Let’s move to 3d though for another example. Think about a color, representing as a red, green, and blue component (as they often are). Now, suppose you wish to blend two colors. If you simply combine individual components you’ll have issues with luminosity. If you instead consider the color as a coordinate in a 3-space, like a 3d Point, you get a better solution: the blended color is merely the middle point between the two other points. If you start looking more into colors, you’ll actually notice that things like luminosity, hue, color-space conversion, and matching tend to be expressable as vector and matrix operations.

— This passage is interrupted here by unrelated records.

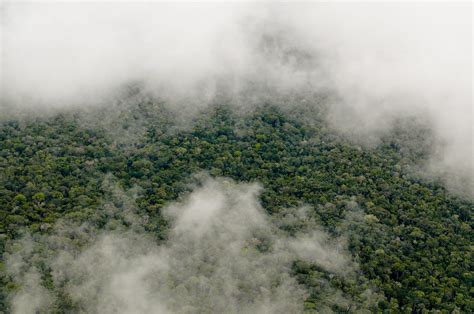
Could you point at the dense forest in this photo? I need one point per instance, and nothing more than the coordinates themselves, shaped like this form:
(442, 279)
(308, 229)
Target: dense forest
(410, 237)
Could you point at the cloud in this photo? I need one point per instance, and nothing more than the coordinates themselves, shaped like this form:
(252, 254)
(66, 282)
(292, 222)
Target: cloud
(223, 254)
(381, 60)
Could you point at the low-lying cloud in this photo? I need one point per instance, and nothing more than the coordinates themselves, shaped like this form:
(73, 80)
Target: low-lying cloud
(382, 60)
(223, 255)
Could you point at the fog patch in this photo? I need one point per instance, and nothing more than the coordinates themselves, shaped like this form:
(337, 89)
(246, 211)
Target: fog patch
(223, 253)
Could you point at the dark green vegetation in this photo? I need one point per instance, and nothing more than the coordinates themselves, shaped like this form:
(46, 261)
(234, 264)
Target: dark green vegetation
(413, 244)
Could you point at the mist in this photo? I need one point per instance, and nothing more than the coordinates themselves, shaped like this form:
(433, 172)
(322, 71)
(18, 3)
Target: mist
(383, 61)
(224, 254)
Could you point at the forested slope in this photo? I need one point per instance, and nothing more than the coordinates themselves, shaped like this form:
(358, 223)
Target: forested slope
(411, 238)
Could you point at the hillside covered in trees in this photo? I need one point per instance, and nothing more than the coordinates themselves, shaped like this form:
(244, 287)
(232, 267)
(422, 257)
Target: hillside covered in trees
(410, 239)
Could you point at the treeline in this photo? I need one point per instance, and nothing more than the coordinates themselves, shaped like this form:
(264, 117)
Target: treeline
(413, 245)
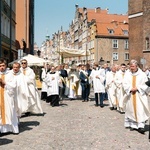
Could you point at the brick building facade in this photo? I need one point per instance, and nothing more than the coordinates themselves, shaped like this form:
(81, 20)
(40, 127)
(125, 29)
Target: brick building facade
(139, 31)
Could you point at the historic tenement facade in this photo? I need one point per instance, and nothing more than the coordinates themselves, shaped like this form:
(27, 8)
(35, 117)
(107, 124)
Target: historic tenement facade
(25, 25)
(139, 31)
(7, 30)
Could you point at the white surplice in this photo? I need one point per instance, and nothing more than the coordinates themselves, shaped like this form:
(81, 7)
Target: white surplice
(137, 107)
(43, 76)
(22, 93)
(52, 81)
(73, 78)
(98, 83)
(111, 88)
(120, 93)
(34, 97)
(8, 115)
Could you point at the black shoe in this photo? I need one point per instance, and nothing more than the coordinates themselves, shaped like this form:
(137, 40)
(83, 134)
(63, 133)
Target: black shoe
(122, 112)
(127, 127)
(132, 129)
(141, 130)
(111, 108)
(27, 114)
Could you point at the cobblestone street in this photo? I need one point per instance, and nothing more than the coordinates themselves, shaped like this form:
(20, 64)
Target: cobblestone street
(75, 126)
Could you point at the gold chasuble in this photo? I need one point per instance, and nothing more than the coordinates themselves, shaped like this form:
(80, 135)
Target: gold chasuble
(24, 72)
(134, 96)
(116, 97)
(2, 102)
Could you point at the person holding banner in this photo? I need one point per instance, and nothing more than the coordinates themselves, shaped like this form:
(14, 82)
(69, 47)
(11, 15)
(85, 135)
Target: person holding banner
(136, 98)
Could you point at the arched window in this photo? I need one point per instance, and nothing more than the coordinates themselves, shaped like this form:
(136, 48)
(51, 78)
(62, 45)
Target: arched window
(147, 43)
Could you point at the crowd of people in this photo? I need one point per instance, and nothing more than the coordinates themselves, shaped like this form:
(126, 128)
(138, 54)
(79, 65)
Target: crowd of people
(18, 95)
(126, 87)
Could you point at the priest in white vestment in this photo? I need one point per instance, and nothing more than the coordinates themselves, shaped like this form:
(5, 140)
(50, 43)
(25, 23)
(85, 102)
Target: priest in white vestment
(22, 92)
(73, 78)
(8, 114)
(136, 100)
(98, 78)
(111, 88)
(53, 81)
(34, 98)
(119, 76)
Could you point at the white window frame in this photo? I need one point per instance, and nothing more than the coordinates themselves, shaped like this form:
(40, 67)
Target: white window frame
(115, 56)
(114, 43)
(126, 56)
(147, 43)
(126, 44)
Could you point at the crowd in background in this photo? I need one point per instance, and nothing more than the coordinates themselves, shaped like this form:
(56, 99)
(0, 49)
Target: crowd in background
(122, 85)
(126, 87)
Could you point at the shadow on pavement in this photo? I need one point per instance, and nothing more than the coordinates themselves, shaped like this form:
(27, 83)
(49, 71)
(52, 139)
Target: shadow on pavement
(62, 104)
(4, 141)
(24, 126)
(147, 128)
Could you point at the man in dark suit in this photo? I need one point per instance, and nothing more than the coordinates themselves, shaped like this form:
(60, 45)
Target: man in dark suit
(63, 74)
(84, 81)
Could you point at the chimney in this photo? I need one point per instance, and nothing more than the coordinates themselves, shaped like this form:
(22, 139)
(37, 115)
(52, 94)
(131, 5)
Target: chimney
(98, 10)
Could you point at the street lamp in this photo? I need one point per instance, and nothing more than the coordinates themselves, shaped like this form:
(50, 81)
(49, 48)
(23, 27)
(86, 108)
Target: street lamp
(101, 61)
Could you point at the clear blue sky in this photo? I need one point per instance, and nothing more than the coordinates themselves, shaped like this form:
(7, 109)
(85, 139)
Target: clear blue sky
(50, 15)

Where does this leave our Point data type? While logically we perform different operations on points, complex numbers, and colors, underneath they are all the same vector operations. Does this mean our Point class, and functions, are nothing more than different names for the vector operations?
To The Point
As I said in the beginning, I’m not striving for a conclusion here, simply interested in exploring the complexity involved in a very basic data type. We’ve seen here that different types can be represented by the same data structures (point and complex number). Functions can have the same meaning even if the representation changes (rotating a cartesian versus polar coordinate). Types from different domains can actually share implementations (colors and 3d points). We’ve also seen that our simple point class also requires a context to really mean anything at all.
While reading programming literature I often see terms like “concrete”, “logical” and “abstract” data type bandied about without clear consideration of what they actually mean. It seems that one’s perspective on the data could change the definitions. Are we considering the operations on the data, or the underlying binary representation? Does our result exist in a virtual space, or does it represent a concrete location on a device?
All these questions are perhaps not significant for one program. In the general realm of object oriented programming and language design they become very relevant. It’s not an easy topic, nor do I think we’re done exploring it; I’ll certainly come back to it. For now though, each time you code a new data structure, just think about our one question, “What is a point?”